Apparatus and method for estimating noise in a communication system description/claims

This application claims the benefit under 35 U.S.C. § 119(a) of a Korean patent application filed in the Korean Intellectual Property Office on Nov. 29, 2006 and assigned Serial No. 2006-118891, the entire disclosure of which is hereby incorporated by reference.

1. Field of the Invention

The present invention relates generally to a noise estimation apparatus and method for a communication system. More particularly, the present invention relates to an apparatus and method for estimating noise caused by interference in a communication system.
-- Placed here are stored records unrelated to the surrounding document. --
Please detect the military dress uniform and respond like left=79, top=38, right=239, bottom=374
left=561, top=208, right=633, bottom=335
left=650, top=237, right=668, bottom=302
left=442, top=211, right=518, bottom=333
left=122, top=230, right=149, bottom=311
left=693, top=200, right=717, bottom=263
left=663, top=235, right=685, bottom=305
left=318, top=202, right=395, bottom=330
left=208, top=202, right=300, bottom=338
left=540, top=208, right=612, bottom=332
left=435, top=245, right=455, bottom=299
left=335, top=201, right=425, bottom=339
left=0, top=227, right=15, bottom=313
2. Description of the Related Art

Generally, a communication system having a cellular configuration (hereinafter referred to as a ‘cellular communication system’), is limited in the number of resources available to each of multiple cells which constitute the cellular communication system. Such resources include frequency resources, code resources, time slot resources, etc. which are shared by the multiple cells. The limitation of resources causes the occurrence of Inter-Cell Interference (ICI).

In the cellular communication system, although the sharing of frequency resources by multiple cells causes performance degradation due to ICI, in some cases frequency resources are reused to increase the total capacity of the cellular communication system. A ratio of reusing the frequency resources is referred to herein as a ‘frequency reuse factor’ and the frequency reuse factor is determined based on the number of cells which do not use the same frequency resources. If the frequency reuse factor is assumed to be 1/K, the number of cells which do not use the same frequency resources is K.

As the frequency reuse factor is lower, i.e., if the frequency reuse factor is below 1, the ICI is also lowered. However, the amount of frequency resources available in one cell is reduced which causes a reduction in the total capacity of the cellular communication system. On the contrary, if the frequency reuse factor is 1, i.e. if all the cells constituting the cellular communication system use the same frequency resources, the ICI may increase. However, the amount of frequency resources available in one cell also increases which contributes to an increase in the overall capacity of the cellular communication system.

The next generation of communication systems includes an advanced system for providing Mobile Stations (MSs) with services capable of high-speed, high-capacity data transmission/reception. An Institute of Electrical and Electronics Engineers (IEEE) 802.16e communication system is a typical example of the next generation communication system. The IEEE 802.16e communication system typically employs an Orthogonal Frequency Division Multiplexing (OFDM) scheme and/or an Orthogonal Frequency Division Multiple Access (OFDMA) scheme. With reference to FIG. 1, a description will now be made of the case where ICI occurs in an IEEE 802.16e communication system.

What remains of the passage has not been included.